Like many in the brewing business, Bares started out as a hobbyist, honing the craft for a few family members and friends on the weekends. Over time, his friends started urging him to take his craft out of the garage and into the open market.
He and his wife, Paula, have decided to oblige. St. Michael’s Brewing Company, a brewery and tap room, is set to begin construction in the coming months. Its website already boasts pictures of cream ales, dark Irish stout and several “coming soon” brews.
Bares said he appreciates the fine-tuning it takes to make a quality draft, a passion shared by Rollins.
Rollins said it takes “someone that is a chemist and a janitor. They have to understand water. If you don’t have the water right, you will never have the beer right.”
But the payoff, they said, is worth it.
“Personally, I think the greatest feeling for me is being able to take the ingredients, the grains and the hops, and make something that tastes wonderful,” Bares said.
It’s not easy
But doing is businesses is never just about the passion.

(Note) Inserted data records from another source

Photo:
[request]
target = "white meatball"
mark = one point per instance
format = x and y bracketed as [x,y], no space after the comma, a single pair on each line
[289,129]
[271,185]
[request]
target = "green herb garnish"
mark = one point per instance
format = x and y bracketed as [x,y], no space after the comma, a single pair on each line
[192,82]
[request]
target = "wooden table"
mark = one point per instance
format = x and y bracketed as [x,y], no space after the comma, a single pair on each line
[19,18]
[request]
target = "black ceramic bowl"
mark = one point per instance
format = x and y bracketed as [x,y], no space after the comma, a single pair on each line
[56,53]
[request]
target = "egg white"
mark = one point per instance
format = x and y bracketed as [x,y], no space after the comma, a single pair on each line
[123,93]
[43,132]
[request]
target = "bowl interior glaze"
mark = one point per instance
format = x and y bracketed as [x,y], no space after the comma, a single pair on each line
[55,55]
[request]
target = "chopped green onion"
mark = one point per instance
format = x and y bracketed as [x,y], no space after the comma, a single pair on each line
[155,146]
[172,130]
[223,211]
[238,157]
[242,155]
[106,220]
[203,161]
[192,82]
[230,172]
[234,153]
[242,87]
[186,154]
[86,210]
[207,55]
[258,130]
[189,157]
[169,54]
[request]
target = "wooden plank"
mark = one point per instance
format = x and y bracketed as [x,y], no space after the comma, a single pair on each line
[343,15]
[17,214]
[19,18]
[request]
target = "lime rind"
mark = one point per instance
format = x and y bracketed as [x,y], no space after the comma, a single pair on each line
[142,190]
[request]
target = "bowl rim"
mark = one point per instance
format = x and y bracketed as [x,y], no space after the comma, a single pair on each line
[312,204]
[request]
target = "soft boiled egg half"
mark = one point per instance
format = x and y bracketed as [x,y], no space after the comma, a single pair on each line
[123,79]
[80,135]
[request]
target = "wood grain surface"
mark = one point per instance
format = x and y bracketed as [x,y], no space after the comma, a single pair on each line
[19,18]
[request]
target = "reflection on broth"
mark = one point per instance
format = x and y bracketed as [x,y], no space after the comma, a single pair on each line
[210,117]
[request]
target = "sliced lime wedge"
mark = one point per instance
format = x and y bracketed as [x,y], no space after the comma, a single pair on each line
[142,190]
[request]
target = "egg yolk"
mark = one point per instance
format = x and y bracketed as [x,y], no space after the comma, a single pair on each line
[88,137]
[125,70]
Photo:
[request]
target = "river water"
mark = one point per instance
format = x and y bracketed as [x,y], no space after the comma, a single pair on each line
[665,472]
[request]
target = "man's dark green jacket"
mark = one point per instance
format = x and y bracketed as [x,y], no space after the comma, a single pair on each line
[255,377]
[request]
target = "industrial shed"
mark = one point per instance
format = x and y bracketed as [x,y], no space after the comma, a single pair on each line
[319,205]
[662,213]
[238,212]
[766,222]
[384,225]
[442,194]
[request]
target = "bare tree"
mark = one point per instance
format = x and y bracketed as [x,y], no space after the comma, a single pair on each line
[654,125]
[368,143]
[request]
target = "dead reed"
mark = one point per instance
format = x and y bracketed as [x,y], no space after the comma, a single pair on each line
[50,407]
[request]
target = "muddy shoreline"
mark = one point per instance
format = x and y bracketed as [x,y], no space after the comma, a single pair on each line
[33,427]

There needs to be capital to back the project.
Rollins said beer making is often a more expensive endeavor than folks realize.
Bares, who has invested his retirement savings into making his business a reality, ran into difficulties quickly. He said the lack of existing commercial buildings in Navarre ready for purchase left them having to buy vacant property and construct the building themselves.
“The budget has increased significantly. We started believing it would cost $120,000. Now it is more than $1 million,” he said. “We didn’t realize how expensive it was really going to be.”
The business will be requesting an exception to the county’s Heart of Navarre zoning code to allow for metal siding on the structure. Bares said that exception request is solely for the sake of saving on construction costs.
Kee said the cost of equipment can also be a huge expense. Bares agreed.
“We could spend nearly a half million on equipment alone,” he said.
But Bares is getting some help. Rollins said he has offered a hand to the up-and-coming business.
Speaking of small brewery owners as more a brotherhood than a competitive marketplace, Kee points out that the breweries often compare notes. They share ingredients. They work together to perfect the craft.
“It is a very giving and sharing culture,” he said.
Rollins said he welcomes more brewing culture to come to Navarre.
“If we have two breweries, that is just more reason for folks who like beer to come here,” Rollins said of St. Michael’s. “Our competition is not the other breweries. Our competition is the big guys with the lobby money trying to put us out of business.”